Nang Nak

George Lucas isn’t the only filmmaker who can turn ancient myth, graphic eye candy, doomed romance, and Buddhist non-attachment into box office gold, so can Nonzee Nimibutr. What’s more, Nimitbutr did it six years ago in Thailand with Nang Nak (recently released on DVD by Kino International), where the film became a popular sensation and helped finance festival hits like Last Life in the Universe (2003) and The Overture (2004).

For my money, Nang Nak is also a lot more fun–and even touching–than any one of the Star Wars prequels or Spring, Summer, Fall, Winter…and Spring (2003), for that matter. Not that it’s high art. Proudly wearing genre conventions on its sleeves, Nang Nak tells the haunting Thai legend of the loyal wife: a woman so loyal that she refuses to leave her husband even after she dies, thereby unnerving the town residents. Set in the mid-19th century, the lovers separate in the film’s opening scenes after an effective but utterly random montage of portentous imagery (solar eclipses, beating drums, scattering birds); the young husband, Mak, joins the war effort and leaves his pregnant wife, Nak, to tend to their picturesque hut in the Prakanong Canal.

Mak, however, soon discovers war isn’t all it’s cracked up to be and has to fight for his life while recovering from a chest wound at a monastery, and Nimibutr puts his montage talents to even greater use, juxtaposing Mak’s anguished fever dreams with Nak’s painful childbirth.

Eventually, Mak is healed by a wise old monk and invited to live at the monastery (to ease his bad fortune), but his attachment to his wife and child–whose fates are unknown to him–compels him to return home. “As you please,” the monk concedes, but then adds: “From now on, whatever may happen, remain calm.” Reunited with her husband, Nak does everything she can to please Mak and convince him to ignore the angry townsfolk who claim Nak died in childbirth and are forming a mob with torches.

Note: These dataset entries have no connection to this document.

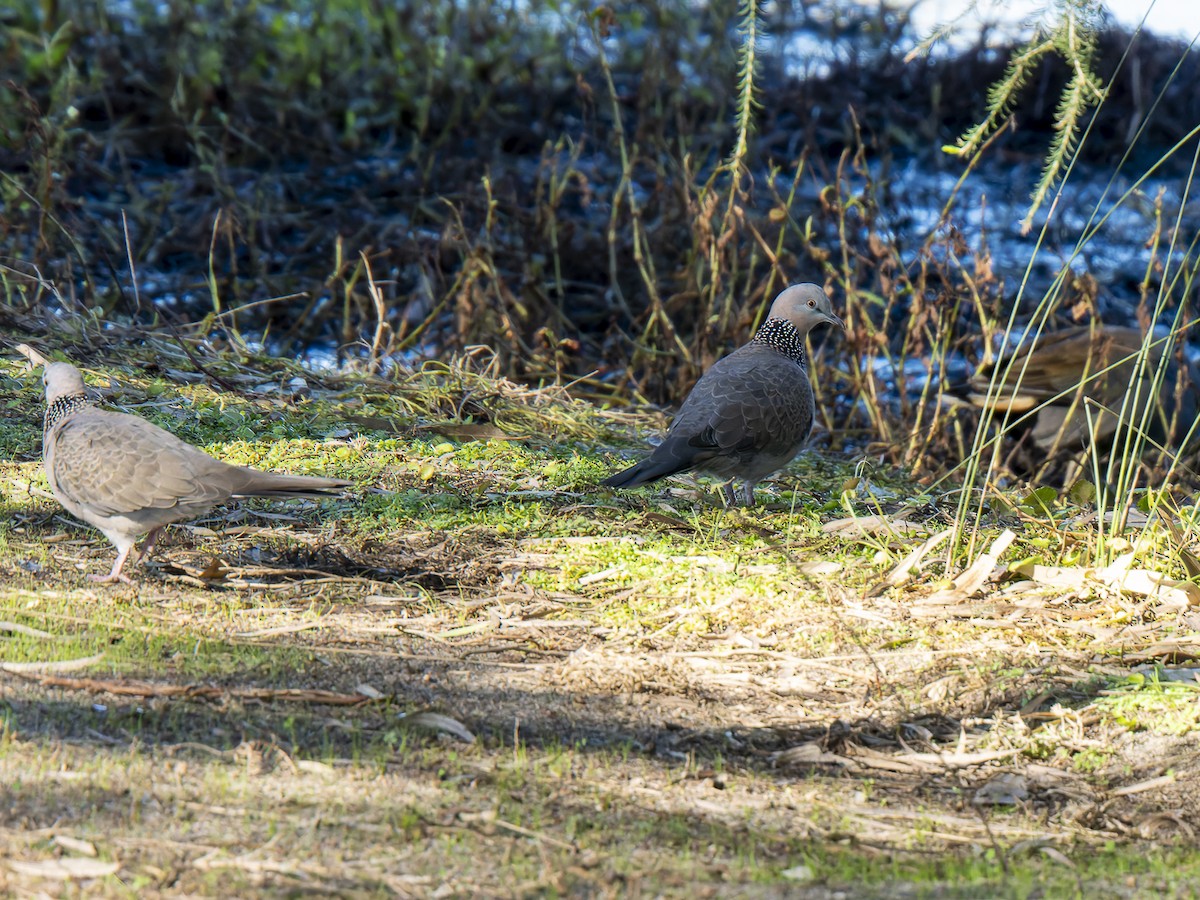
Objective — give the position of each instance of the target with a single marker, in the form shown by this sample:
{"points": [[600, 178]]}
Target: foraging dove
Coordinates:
{"points": [[127, 477], [1084, 376], [753, 411]]}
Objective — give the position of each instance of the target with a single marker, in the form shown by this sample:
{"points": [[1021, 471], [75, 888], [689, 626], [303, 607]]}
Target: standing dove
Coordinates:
{"points": [[127, 477], [753, 411]]}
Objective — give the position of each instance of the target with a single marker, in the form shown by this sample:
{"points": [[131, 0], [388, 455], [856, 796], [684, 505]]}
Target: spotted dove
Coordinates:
{"points": [[753, 411], [127, 477], [1080, 379]]}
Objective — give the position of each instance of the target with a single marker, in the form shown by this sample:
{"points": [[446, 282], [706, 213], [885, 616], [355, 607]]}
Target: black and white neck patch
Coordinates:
{"points": [[63, 407], [783, 337]]}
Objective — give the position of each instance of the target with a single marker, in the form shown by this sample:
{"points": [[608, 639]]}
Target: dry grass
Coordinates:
{"points": [[642, 693]]}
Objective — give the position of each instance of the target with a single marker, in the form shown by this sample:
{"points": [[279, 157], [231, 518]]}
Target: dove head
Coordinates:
{"points": [[61, 381], [805, 306]]}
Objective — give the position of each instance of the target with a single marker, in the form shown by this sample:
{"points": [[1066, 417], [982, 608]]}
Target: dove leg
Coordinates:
{"points": [[115, 575], [748, 492], [731, 499], [148, 545]]}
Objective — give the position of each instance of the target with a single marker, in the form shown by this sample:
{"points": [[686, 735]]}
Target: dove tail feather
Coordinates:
{"points": [[269, 484]]}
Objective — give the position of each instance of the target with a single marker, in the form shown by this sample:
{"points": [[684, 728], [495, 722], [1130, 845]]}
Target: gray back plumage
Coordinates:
{"points": [[753, 411]]}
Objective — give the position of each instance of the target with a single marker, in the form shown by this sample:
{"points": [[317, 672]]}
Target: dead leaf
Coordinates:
{"points": [[436, 721], [1005, 790], [64, 869]]}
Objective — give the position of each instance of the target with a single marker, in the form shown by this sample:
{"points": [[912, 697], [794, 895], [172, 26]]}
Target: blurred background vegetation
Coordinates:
{"points": [[604, 195]]}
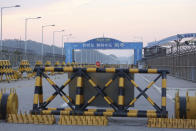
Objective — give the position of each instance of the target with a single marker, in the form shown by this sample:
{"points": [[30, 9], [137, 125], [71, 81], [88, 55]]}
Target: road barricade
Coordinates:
{"points": [[25, 68], [79, 106], [7, 71]]}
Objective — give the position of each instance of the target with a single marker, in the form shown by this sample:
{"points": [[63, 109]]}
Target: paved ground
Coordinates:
{"points": [[25, 89]]}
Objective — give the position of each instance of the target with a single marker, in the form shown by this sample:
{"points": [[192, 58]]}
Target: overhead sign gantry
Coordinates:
{"points": [[103, 43]]}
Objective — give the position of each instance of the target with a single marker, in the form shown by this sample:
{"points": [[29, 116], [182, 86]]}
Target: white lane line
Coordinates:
{"points": [[157, 88]]}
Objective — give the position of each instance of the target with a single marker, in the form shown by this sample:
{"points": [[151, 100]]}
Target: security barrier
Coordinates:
{"points": [[63, 64], [31, 119], [8, 103], [172, 123], [57, 64], [38, 64], [83, 120], [7, 71], [47, 64], [185, 107], [25, 67], [79, 106]]}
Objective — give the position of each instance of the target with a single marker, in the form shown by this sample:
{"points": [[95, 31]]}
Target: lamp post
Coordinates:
{"points": [[2, 22], [54, 39], [26, 22], [43, 39], [68, 35]]}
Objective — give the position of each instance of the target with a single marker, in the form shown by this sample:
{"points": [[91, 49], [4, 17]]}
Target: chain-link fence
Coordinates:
{"points": [[181, 66]]}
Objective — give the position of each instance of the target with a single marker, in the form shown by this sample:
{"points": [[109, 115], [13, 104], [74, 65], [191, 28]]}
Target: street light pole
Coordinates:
{"points": [[43, 39], [2, 23], [63, 41], [54, 40], [26, 22]]}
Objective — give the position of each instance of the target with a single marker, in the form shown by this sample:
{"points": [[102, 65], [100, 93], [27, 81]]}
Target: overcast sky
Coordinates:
{"points": [[125, 20]]}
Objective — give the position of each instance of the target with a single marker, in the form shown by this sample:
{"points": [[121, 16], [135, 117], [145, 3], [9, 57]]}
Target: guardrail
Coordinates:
{"points": [[79, 107]]}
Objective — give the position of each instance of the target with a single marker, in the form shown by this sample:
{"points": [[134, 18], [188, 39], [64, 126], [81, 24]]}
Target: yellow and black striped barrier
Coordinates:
{"points": [[7, 71], [25, 67], [31, 119], [8, 103], [83, 120], [48, 64], [171, 123], [79, 106]]}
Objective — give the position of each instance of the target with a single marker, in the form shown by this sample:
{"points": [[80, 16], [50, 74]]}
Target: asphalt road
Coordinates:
{"points": [[25, 89]]}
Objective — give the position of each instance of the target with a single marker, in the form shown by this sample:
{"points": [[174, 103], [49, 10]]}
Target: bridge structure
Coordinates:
{"points": [[174, 38], [103, 43]]}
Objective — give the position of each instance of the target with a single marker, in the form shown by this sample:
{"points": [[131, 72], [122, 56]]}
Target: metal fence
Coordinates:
{"points": [[181, 65]]}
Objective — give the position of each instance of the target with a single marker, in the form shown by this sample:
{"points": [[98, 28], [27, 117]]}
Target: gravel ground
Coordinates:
{"points": [[25, 89]]}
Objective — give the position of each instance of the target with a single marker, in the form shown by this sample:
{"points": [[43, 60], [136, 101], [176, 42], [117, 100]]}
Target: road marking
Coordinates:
{"points": [[157, 88]]}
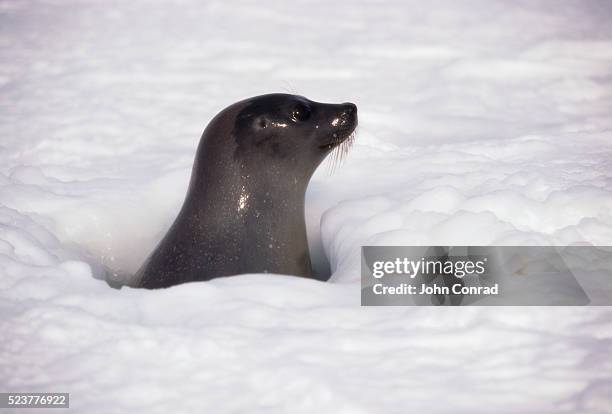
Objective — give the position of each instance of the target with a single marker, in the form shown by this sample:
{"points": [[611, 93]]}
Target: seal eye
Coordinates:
{"points": [[300, 113]]}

But hey, summarizing the premise of this film is like listing the ingredients of mee krob noodles–what matters is its combined finesse. And Nang Nak has style to spare with its lush compositions of the flora and fauna and dramatic meteorology of its exotic setting. Clouds roll over palms, a crimson sun descends behind swaying grain, and most effective of all, raging thunderstorms–which may or may not be the machinations of devious spirits–flash their fury, casting flickering light within the shadowy confines of rickety thatched huts.

Nimibutr isn’t above a few clichÈs, however, and he depends a bit heavily on rusty standbys like rats or corpses that lurch into the frame at unexpected moments. But he saves his best tricks for the latter part of the film, offering a series of economic but innovative images; one features Nak in a tense moment, looking into a mirror that splinters, suddenly reflecting her face like a cubist nightmare.

Despite its supernatural build-up, the film maintains sensitivity toward its characters and drama, rooting its horrors in emotion and tragedy like the best of classic thrillers. The romance is presented effectively through simple and archetypical terms, and never severely falters due to clumsy elaboration or philosophical didacticism. And the film enlivens its gruesomeness with touches of humor provided by eccentric supporting characters and an appreciation for the absurd.

Nimibutr also makes conspicuous use of male nakedness; although there is no nudity below the waist, virtually every male in the film who is not a soldier or a monk wears nothing but a pair of shorts. Granted, it’s the jungle, but unless the whole town is staging a silent protest against the multinational garment industry, it seems more like an aesthetic choice than representative of current Thai fashion. Yet the many young and fit men in the film are less sexual than they are vulnerable–perhaps their shirtless lives correspond to their inability to defeat their spirit nemesis.

Nang Nak is ultimately a visually inspired, if somewhat loopy, horror-romance film that manages to preserve its thematic ambitions. Its eccentricities simply increase its pleasures and flavor a unique and pleasurable spin on the horror genre.